Hey Claude,
I reckon with the amount of time I’ve spent giving the philosophical answer to this question, I could have done the experiment and published it
There’s no singular answer even within the constraints of a fixed tracking algorithm & parameters. It depends very heavily on what quantitative measure(s) you intend to utilise. E.g.:
-
Hoping to reliably quantify surface-vertex-to-surface-vertex connection density would likely require a great deal more streamlines than connectivity within a parcellation that is just the four lobes of each hemisphere.
-
Quantifying something like mean FA for an edge may require fewer streamlines than quantifying connection density.
-
Obtaining stable global graph theory metrics may require fewer streamlines than that required for stable quantification of any individual edge.
I did see this related article in my inbox today; their results may not translate directly for investigation of structural connectome only, and the only article they cite that looked into this issue specifically is the same one from @tjroine that I think I linked to in another thread recently. The other recent one is this from @Lee_Reid, but the focus there is on tracts of interest, quantifying tract volume and sampling voxel-wise metrics within that volume rather than connection density estimation.
So sorry that I can’t just give you a number, but I think the general advice applies to any specific experimental context: quantify the variability in your experimental outcomes that occurs from tractogram regeneration, and choose a streamline count that’s large enough to make that variance “acceptable”.

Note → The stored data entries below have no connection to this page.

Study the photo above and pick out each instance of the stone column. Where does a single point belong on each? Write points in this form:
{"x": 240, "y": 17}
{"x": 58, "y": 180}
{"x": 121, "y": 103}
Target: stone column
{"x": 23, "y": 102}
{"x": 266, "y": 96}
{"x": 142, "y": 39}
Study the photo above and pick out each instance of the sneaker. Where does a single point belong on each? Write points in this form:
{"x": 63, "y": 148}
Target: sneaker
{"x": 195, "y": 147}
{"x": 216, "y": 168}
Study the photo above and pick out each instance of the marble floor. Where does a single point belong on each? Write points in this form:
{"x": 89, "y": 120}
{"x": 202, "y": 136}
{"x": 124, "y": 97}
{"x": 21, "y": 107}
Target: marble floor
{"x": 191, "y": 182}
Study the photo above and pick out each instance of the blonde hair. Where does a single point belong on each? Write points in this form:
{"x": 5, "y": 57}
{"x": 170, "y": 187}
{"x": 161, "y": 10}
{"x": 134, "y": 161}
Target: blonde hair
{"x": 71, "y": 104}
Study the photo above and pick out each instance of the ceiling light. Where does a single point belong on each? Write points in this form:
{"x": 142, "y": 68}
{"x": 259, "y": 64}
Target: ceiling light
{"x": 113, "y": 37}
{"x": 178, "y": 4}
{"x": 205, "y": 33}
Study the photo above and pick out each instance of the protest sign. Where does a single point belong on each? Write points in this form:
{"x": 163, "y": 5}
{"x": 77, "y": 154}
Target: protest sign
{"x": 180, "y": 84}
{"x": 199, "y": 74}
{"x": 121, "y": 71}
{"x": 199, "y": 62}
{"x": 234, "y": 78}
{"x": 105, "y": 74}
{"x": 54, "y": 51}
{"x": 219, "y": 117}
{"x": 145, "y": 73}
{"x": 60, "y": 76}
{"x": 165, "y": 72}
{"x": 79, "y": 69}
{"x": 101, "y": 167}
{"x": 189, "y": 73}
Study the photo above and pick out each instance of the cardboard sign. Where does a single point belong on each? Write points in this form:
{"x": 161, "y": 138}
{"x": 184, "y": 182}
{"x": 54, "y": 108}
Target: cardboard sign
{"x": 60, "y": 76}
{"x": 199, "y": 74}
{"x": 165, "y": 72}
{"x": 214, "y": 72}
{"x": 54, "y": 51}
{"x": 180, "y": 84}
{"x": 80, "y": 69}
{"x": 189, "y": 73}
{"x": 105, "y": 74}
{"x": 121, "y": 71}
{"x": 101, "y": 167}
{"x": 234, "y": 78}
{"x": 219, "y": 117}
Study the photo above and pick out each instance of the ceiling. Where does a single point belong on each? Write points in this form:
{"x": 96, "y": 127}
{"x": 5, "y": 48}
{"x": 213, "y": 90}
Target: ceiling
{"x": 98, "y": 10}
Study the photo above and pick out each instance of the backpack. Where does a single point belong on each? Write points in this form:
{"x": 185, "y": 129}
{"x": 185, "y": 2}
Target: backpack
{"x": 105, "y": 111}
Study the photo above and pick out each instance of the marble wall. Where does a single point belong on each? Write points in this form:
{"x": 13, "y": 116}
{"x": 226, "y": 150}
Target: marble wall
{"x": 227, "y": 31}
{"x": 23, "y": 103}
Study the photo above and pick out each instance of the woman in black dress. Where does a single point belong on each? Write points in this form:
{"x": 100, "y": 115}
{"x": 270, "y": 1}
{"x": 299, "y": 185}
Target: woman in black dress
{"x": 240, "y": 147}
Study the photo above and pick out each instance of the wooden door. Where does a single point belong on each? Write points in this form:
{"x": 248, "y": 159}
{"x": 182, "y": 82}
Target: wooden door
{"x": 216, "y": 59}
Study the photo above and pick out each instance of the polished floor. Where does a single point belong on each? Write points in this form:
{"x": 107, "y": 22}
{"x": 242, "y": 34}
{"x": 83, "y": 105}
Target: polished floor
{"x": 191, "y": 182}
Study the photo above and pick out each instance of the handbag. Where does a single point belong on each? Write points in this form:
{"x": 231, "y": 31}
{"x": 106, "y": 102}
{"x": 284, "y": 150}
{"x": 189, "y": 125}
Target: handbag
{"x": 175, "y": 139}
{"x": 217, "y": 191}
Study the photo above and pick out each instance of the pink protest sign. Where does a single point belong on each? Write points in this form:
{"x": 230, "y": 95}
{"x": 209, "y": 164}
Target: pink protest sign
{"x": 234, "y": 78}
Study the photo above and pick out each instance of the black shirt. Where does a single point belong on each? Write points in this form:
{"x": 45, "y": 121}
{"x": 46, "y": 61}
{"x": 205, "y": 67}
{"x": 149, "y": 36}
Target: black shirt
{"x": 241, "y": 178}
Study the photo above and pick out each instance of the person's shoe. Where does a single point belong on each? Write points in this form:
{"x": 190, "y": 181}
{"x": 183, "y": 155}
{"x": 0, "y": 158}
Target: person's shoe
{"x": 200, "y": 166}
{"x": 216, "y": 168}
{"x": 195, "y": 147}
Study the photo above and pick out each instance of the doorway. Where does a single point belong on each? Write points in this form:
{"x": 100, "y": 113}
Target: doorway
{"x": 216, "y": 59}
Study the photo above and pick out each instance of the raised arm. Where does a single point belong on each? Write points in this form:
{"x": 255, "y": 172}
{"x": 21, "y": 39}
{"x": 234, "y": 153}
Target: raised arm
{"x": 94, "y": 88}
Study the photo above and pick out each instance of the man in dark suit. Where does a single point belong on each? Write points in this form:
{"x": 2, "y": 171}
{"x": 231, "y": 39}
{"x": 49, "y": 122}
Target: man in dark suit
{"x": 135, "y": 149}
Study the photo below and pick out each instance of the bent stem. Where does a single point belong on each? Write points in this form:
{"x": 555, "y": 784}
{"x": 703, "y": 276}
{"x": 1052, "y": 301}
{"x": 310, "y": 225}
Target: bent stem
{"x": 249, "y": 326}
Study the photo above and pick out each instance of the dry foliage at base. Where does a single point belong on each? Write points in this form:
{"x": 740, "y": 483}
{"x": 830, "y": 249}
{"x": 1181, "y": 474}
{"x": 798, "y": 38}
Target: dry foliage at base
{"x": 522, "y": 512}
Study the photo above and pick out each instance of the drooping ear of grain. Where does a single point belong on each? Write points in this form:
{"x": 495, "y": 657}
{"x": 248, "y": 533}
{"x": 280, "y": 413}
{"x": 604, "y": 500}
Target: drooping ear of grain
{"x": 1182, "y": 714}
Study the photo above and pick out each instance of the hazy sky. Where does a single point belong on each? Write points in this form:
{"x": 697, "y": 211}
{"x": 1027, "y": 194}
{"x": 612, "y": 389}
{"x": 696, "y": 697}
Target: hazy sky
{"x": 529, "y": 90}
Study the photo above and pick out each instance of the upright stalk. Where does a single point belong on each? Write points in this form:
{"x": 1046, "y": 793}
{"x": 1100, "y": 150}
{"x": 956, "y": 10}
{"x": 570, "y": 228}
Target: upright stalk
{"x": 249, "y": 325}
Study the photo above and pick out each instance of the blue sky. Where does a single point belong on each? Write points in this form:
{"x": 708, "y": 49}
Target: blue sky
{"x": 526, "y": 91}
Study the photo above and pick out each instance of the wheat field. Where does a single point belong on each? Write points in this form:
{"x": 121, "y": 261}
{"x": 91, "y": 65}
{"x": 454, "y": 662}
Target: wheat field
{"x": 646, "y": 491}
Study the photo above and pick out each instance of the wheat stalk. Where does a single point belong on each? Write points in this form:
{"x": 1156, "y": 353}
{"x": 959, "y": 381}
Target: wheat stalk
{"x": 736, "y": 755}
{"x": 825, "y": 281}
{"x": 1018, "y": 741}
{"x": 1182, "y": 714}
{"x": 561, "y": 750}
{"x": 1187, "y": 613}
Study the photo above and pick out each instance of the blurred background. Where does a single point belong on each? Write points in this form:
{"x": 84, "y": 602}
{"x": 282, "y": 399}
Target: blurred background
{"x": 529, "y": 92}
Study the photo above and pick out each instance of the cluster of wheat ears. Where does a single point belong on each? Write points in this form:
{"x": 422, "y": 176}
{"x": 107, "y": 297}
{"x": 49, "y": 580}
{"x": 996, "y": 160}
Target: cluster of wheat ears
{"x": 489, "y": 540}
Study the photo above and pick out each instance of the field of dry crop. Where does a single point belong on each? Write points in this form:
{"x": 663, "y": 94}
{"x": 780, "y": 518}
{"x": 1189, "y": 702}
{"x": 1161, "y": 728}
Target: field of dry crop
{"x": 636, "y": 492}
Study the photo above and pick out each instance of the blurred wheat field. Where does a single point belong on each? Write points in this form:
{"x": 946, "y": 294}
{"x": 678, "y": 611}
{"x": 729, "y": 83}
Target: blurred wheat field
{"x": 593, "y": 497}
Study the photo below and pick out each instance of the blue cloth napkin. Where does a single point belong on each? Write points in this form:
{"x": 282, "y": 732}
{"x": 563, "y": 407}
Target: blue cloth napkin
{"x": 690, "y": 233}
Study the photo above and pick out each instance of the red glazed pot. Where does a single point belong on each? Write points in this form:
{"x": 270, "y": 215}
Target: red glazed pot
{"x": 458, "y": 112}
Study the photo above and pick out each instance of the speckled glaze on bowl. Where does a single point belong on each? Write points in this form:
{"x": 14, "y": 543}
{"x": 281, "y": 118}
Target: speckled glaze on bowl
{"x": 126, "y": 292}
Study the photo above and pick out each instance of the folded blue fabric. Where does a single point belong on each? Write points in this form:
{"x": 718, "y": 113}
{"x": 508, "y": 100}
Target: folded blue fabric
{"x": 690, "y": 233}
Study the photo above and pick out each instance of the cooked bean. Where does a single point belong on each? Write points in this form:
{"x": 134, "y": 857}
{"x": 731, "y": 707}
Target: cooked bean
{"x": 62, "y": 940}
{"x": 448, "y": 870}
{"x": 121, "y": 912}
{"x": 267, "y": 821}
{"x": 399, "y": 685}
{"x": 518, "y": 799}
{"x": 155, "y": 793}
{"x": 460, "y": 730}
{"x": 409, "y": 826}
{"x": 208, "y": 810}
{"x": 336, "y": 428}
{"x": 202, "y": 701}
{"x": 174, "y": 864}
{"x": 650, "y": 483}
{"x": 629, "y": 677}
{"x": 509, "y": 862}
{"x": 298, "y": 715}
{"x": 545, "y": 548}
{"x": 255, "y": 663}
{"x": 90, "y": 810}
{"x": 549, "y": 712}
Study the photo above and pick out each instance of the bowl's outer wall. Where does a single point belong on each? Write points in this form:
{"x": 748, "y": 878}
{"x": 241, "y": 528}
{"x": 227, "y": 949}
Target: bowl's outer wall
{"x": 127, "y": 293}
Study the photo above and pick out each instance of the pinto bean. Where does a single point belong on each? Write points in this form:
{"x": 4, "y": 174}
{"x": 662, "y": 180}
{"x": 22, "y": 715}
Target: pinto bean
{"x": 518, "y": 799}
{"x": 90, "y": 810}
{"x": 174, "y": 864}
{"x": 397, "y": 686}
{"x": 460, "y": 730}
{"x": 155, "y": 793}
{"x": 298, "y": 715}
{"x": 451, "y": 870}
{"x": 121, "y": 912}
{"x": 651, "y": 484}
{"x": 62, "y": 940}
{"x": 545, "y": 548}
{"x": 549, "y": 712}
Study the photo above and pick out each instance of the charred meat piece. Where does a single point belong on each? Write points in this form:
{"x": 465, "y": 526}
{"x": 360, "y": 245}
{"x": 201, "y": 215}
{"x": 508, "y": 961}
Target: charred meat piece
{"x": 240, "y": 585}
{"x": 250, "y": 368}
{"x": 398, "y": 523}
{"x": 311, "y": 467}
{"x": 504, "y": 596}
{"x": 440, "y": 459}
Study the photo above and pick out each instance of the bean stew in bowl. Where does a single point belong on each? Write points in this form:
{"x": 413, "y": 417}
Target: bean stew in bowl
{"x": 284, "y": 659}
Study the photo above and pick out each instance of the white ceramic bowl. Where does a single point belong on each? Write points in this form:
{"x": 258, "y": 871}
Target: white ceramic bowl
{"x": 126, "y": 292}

P.S. The question is also fractionally more complex with considering SIFT2. E.g. If you generate 10M streamlines, but SIFT2 (or some comparable method) assigns very large weights to 10k streamlines and zero / negligible weights to the other 9,990,000, I’d expect that outcome to have comparable reproducibility to what you’d get generating 10k and using raw streamline count. So there’s a trade-off between the quality of fit of the model to the image data, and the “effective” density of the reconstruction taking those weights into account. The regularisation mechanisms within SIFT2 modulate that balance directly.